A crise que atingiu os mercados financeiros internacionais e o Plano Real e as medidas do governo para enfrentá-la produzem vários desdobramentos econômicos e políticos. Na economia, resumidamente, a elevação dos juros e o pacote de ajuste fiscal devem provocar um desaquecimento da economia e o aumento do desemprego. Mesmo assim, os pesados custos que as medidas jogam sobre a sociedade não livram o Real de um ataque especulativo, têm efeitos duvidosos sobre a efetiva queda do déficit público e não cobrem o rombo nas contas externas.

Do ponto de vista político, sobre o governo pesa a acusação de que foi omisso nesses três anos de mandato não priorizando a reforma tributária e fiscal, não propondo medidas preventivas de ajuste nas contas públicas, não adotando medidas adequadas nas operações de importação e exportação e mantendo juros altos e um câmbio sobrevalorizado. A sociedade vem tendo uma percepção clara da inação do governo, do seu mero proselitismo discursivo, da ausência de políticas sociais e da penalização da produção, ingredientes que estão encurralando o Plano Real num beco sem saídas. O resultado não poderia ser outro: pesquisas de opinião estão captando tanto a corrosão da credibilidade do governo como desconfianças em relação à eficácia do Plano de estabilização. Para a economia, não há nada pior que um governo sem credibilidade, principalmente em momentos de crise. Assim, a reeleição de Fernando Henrique Cardoso, que era dada como favas contadas até alguns dias atrás, hoje já não é tão certa.

Este quadro beneficia a oposição de esquerda? Pesquisas qualitativas de opinião sinalizam que não. Elas indicam que o percentual de desgaste do governo não é canalizado para a oposição e que, em último caso, parcela significativa dos descontentes prefere ainda o governo à oposição. As pesquisas são praticamente unânimes em mostrar o principal mal da oposição: trata-se de uma oposição que só critica e não apresenta alternativas. Ou seja, o eleitorado, apesar do desgaste do governo, não confia na oposição.

Esta situação mostra que não se pode apostar na tese do "quanto pior melhor". Situações conjunturais recentes e antigas já deixaram uma lição definitiva ensinando que em situações de crise e mediante uma oposição que não apresenta alternativas consistentes e confiáveis, o eleitorado prefere saídas conservadoras. Só para citar um exemplo, a reeleição de Menen, na Argentina, ocorreu num quadro de crise social e econômica. A vitória recente da oposição argentina nas eleições legislativas só ocorreu porque ela se mostrou articulada em torno de eixos programáticos mínimos e porque inspirou confiança na sua capacidade de conduzir a estabilidade econômica. A rigor, a vitória dos socialistas na França também ocorreu porque souberam apresentar soluções e inspirar confiança. Por outro lado, os trabalhistas ingleses venceram as eleições num quadro de recuperação econômica sob o governo conservador. Com isso, quero insistir numa idéia que venho enfatizando: com o desenvolvimento dos processos eleitorais e democráticos o eleitorado se torna cada vez mais racional nas suas escolhas percebendo onde se localizam os maiores riscos para a governabilidade.

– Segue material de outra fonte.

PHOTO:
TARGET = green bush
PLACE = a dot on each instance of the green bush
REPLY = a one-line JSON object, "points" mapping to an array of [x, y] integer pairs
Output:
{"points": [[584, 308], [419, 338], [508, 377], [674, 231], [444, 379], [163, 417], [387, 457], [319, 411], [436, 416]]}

Criticar e apontar erros do governo, de fato, é uma tarefa e uma das responsabilidades da oposição. Mas na democracia, a oposição tem também o dever de sugerir alternativas e soluções. Diante da presente crise e do pacote do governo, que penaliza principalmente a classe média e os assalariados, nós da oposição, não podemos deixar de apresenta contrapropostas. Penso, por exemplo, que ao invés de aumentar o Imposto de Renda sobre pessoas físicas deveria ser instituído o imposto sobre grandes fortunas. O governo cortou incentivos fiscais que representam uma economia de apenas R$ 500 milhões. No entanto, é possível atacar as renúncias fiscais através de uma emenda constitucional e cortar outros incentivos economizando bilhões de reais. Calcula-se que os incentivos e as renúncias acarretam perdas de R$ 16 bilhões. O Brasil precisa também de um pacote social que incentive a criação de empregos, proteja os atuais empregados e amplie o alcance do seguro-desemprego.

Hoje não basta apresentar propostas genéricas e boas intenções de justiça social e moralidade. É preciso sugerir programas exequíveis e apontar os meios de realizá-los. Com o desgaste do governo e a persistir a inconsistência da oposição, a crise pode gestar e fortalecer uma alternativa de direita. Por isso, é preciso que a oposição redirecione com urgência a sua avaliação, o seu discurso e os seus objetivos. O sucesso da oposição em 98 depende menos do fracasso do governo e mais de sua capacidade de mostrar que está apta a governar.